While it was an engaging experience for those that comprised the audience, it showed a very different opportunity for drummer Ben Wahlund. Wahlund seized his own moment in order to teach audience members about time signatures and other difficult tasks he faces as a percussionist.
“Teaching means everything to us,” Wahlund said. “Art is at its best when it challenges people to think differently, and for music, teaching them is a very fun and easy way to do that. Especially when working with high school students that get a front-row seat to the world, it’s terrific.”
The educational aspect of performances is nothing new for string bassist Crystal Rebone, a teacher and professor at Bradley University, who teaches aspiring musicians across the midwest and performed a solo during “Sun on Sand”.
“I really hope that seeing stuff like this can get students that might be more non-musical might be more interested in it,” Rebone said. “I hope maybe they’ll go out and see a symphony concert and go to support the arts, it really starts here.

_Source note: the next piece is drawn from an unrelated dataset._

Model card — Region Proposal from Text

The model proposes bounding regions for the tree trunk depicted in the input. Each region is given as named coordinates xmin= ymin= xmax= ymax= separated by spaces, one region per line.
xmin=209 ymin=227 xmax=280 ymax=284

The size of the audience was a unique and new element for other members of the ensemble as well. For the aforementioned saxophonist Matt Shevitz, the size of the audience was something that, for him, would be unprecedented as a kid.
“Opportunities, while they did happen, were a bit more limited,” Shevitz said. “But this is absolutely fantastic, it’s really all about building that future audience, we need to keep doing this, we need to grow the current audiences and ensure that they’ll be around for years and years to come, and that’s not just the adult population but it’s the younger population as well, finding those kids for those audiences go all the way down to elementary school concerts too.”